Roi Avrahami, dont le père Yossef Avrahami a été battu à mort avec un autre soldat, Vadim Norzhich, pendant un lynchage filmé par une équipe de télévision italienne en 2000 à Ramallah, a déclaré jeudi à la Dixième chaîne qu’il n’avait pas été informé de la libération de Hatam Faiz Khalil Magari avant d’être contacté par les médias.

« Je l’ai appris par les infos. A 20h00 [mercredi], j’ai été appelé par un représentant de la radio militaire, qui voulait connaitre ma première réaction », a-t-il déclaré.

« Je lui ai dit ‘de quoi parlez-vous ? Nous ne savons rien. Il me semble qu’il y a une erreur’. »

Hatam Magari (Crédit : Facebook/Club des prisonniers palestiniens)
Hatam Magari (Crédit : Facebook/Club des prisonniers palestiniens)

« Dix minutes après, j’ai regardé les informations plus attentivement sur un post Facebook de la Dixième chaîne, et c’est en fait comme cela que j’ai appris » la libération de Magari.

« Nous avons appris cela quand le terroriste était probablement déjà en train de fêter sa victoire à Gaza », a-t-il déclaré jeudi à la radio militaire.

Malgré la décision de la cour de rouvrir le cas de Magari et de conclure un accord, Avrahami a déclaré que sa famille n’avait jamais été informée de la procédure judiciaire.

« Personne de ma famille n’a reçu un appel », a-t-il déclaré à la Dixième chaîne, ajoutant que la famille n’avait toujours pas eu d’information de la part de l’armée ou du gouvernement depuis l’annonce de la libération de Magari mercredi.

Avrahami a déclaré à la radio militaire que même s’il était déçu que Magari ait été libéré, il n’était pas fou ou frustré. « Rien de cela ne me ramènera mon père », a-t-il déclaré.

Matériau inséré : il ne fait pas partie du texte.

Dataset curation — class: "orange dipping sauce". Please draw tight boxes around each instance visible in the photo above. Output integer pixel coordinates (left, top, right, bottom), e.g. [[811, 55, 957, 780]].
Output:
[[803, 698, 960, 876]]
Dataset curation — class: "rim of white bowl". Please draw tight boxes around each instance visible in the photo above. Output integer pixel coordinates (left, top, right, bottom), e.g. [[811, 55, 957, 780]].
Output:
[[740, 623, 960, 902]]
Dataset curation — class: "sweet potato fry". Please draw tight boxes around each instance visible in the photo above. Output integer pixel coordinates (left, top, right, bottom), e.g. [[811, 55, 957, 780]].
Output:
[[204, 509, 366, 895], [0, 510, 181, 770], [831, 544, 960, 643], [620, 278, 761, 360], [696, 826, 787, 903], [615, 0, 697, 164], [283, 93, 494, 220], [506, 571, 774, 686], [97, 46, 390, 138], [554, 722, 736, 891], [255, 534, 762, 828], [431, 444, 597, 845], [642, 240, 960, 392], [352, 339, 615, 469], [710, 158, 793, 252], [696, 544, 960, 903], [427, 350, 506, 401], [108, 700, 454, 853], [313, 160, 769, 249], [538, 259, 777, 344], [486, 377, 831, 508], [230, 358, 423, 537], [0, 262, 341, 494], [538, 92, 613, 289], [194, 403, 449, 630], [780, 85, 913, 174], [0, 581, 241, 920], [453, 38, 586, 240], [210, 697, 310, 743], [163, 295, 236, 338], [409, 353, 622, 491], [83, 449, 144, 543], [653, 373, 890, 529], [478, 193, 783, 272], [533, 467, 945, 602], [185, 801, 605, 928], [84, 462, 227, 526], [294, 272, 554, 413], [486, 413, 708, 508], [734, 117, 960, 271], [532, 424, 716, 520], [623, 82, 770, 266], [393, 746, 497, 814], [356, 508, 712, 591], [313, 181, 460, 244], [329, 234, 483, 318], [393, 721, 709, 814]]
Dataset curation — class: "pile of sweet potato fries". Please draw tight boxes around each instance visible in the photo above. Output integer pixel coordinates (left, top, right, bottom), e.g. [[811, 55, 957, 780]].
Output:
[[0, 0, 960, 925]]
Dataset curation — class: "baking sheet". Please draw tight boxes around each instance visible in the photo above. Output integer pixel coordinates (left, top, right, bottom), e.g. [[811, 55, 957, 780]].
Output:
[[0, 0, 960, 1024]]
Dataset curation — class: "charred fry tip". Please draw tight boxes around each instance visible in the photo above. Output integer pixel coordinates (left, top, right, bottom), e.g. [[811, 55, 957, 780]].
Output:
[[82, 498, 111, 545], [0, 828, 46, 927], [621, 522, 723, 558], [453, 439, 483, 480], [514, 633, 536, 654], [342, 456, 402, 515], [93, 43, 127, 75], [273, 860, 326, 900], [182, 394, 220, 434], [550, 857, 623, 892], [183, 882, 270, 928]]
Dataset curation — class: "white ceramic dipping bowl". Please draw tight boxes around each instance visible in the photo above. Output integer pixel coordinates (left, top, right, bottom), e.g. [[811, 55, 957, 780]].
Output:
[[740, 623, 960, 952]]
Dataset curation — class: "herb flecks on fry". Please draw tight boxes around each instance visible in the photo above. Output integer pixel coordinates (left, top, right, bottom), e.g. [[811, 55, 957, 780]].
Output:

Il a ajouté qu’il était « optimiste sur le fait que l’establishment sécuritaire se chargerait de cette situation. Je ne sais pas quand, je ne sais pas comment et je ne sais pas où, mais je sais qu’ils le feront. »

En réponse, l’armée israélienne a déclaré que, bien qu’elle ait été en contact avec le père de Yossef Avrahami, « on en tirera les leçons » pour comprendre pourquoi sa veuve et ses enfants n’avaient pas été informés.

« Avec du recul, il se trouve que cette information n’a pas été reçue par la veuve et les enfants du défunt. Nous nous excusons pour cela, et nous en tirerons les leçons pour empêcher la récurrence dans des cas similaires », a déclaré l’armée au site d’information Ynet.